Eloy Fernández Porta“Las etiquetas siempre son estúpidas, pero es un paraguas donde cobijarte”, afirma el sevillano Braulio Ortiz. Él es uno de los veinte autores seleccionados por Julio Ortega y Juan Francisco Ferré en Mutantes. Narrativa española de última generación (editorial Berenice), un volumen que pretende alzarse como altavoz de las nuevas opciones de la literatura hecha en España y que compila textos de Germán Sierra, Agustín Fernández Mallo, Mercedes Cebrián o Eloy Fernández Porta.

Sin embargo, no son lo que se dice una generación o un grupo literario al uso. Más bien la suya es la unidad de la diferencia. No comparten años -han nacido entre la década de los sesenta y las setenta-, tampoco estilos o temáticas. Ni siquiera son un grupo de amigos. Como los definió Luis Alberto de Cuenca en la presentación en Madrid de este libro, su unidad reside en que todos se han empeñado en “quitarle la naftalina” a la narrativa española de los últimos tiempos.

Ahondando un poco más, sí aparecen nuevas semejanzas. Viviendo en el tiempo que viven es normal que las nuevas tecnologías les hayan influido. También el cine o incluso el lenguaje periodístico, como insiste Fernández Porta. Algunos han escrito guiones, otros dirigido cortometrajes o han optado por el cómic. Y todo eso queda patente en su manera de narrar.

“Yo soy incapaz de escribir si no estoy conectado a un ordenador. Y no se escribe igual en un ordenador que a mano. No se corrige igual. No buscas la información de la misma manera…”, ejemplifica Sierra, autor de Efectos secundarios y Alto voltaje. Por su parte, Javier Fernández -editor de Berenice y otro de los mutantes- va más allá y no tiene reparos en crear un relato como si fuesen -incluso estéticamente- noticias de un periódico.

De la nocilla al after pop

También comparten un cierto anti-idealismo, en la forma en que no aspiran encontrar un modelo literario perfecto si no ir aportando modificaciones. De ahí, lo de mutantes. “Cuando uno crea mutaciones se crean soluciones, pero también surgen nuevos problemas. La diversidad es nuestra característica”, resume Sierra.
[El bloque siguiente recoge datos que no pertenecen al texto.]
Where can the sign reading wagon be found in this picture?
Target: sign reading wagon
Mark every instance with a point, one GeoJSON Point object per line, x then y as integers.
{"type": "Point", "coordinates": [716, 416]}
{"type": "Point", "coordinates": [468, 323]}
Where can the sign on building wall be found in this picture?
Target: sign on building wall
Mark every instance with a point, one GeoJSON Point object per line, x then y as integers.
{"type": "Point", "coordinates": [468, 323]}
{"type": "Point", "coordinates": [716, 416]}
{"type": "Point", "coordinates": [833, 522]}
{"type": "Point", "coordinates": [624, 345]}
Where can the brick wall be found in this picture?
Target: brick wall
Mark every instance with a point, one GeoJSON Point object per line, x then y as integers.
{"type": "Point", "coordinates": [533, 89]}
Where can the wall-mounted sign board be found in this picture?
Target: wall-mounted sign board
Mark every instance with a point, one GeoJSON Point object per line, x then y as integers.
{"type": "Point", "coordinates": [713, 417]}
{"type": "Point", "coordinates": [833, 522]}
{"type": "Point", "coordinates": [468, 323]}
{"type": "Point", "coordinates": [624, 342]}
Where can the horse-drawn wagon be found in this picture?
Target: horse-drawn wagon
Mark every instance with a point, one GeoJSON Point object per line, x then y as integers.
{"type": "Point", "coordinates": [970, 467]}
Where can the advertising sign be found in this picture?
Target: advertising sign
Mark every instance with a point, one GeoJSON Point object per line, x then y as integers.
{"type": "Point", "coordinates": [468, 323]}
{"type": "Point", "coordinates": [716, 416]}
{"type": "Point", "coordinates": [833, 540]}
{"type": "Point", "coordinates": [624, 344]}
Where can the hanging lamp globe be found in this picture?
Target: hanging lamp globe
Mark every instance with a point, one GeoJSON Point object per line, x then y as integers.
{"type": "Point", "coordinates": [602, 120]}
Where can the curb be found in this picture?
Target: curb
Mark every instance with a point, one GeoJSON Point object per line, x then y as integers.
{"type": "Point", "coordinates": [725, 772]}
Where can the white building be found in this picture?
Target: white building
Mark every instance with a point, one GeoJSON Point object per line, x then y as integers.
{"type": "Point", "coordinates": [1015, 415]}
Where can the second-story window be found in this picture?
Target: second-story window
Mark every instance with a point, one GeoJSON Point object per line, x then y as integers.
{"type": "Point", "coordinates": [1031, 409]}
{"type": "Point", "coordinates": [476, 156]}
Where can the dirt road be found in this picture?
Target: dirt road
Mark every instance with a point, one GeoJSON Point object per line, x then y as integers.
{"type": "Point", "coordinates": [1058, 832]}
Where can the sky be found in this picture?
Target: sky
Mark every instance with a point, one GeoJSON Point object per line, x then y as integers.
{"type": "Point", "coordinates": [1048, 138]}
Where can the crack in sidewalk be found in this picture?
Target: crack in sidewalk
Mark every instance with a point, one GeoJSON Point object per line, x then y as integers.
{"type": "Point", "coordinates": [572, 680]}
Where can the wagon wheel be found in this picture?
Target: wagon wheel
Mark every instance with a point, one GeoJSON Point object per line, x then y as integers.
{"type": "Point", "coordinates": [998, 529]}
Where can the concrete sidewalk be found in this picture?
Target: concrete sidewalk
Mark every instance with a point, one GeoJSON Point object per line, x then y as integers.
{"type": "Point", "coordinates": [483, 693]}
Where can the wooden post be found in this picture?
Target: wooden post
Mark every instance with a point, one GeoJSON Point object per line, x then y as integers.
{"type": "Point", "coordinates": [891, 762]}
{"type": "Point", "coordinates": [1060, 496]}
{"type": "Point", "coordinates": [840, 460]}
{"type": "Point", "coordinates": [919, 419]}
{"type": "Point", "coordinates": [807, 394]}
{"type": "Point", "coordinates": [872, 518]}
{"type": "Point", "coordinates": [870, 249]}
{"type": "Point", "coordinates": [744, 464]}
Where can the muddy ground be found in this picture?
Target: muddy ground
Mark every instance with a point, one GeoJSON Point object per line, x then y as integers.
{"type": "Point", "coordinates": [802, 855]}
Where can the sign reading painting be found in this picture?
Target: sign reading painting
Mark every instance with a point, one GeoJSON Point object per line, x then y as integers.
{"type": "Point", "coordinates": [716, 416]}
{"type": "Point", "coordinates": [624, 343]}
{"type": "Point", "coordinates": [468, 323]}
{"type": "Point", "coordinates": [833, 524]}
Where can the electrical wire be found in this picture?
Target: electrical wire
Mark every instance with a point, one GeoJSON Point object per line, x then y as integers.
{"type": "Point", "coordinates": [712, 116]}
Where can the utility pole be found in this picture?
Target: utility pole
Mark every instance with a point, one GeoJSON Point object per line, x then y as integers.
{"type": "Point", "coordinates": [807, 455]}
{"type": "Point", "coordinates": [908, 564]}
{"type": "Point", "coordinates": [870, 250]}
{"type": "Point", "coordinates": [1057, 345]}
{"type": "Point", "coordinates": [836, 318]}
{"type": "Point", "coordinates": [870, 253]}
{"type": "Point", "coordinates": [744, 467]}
“Somos la generación que sabe que cada vez todo es más confuso pero, a la vez tenemos más posibilidades”, afirma Inma Turbau. Y, sobre todo, la generación de la globalización, ya que, como se pregunta Turbau, ¿tiene sentido hablar de literatura española cuando leemos, traducimos y estamos influenciados por autores de todo el planeta?

En cierta forma, se sienten sucesores de la corriente posmoderna de Estados Unidos o el cyber punk porque como dice Ferré, coordinador del volumen, “no reniegan de lo que han aprendido de los maestros” si no que intentan dar una vuelta de tuerca sobre lo ya hecho. De nuevo son mutantes, aunque en algunos sectores de la crítica también se les conoce como generación nocilla (por Nocilla’s dream, de Fernández Mallo) o los afterpop (por el ensayo de Fernández Porta).

“Muchos de nosotros hemos sentido cierta orfandad. La literatura que nos precedía no nos servía como referencia. A mi, por ejemplo, me gusta más Gómez de la Serna que autores posteriores”, reconoce Jordi Costa. Por eso se sienten a gusto bajo la etiqueta de mutantes y unidos en un grupo que los reúne en su diversidad. Pero la mutación no ha hecho más que comenzar. Como aventura de Cuenca, “dentro de diez o quince años estos autores estarán en los manuales”.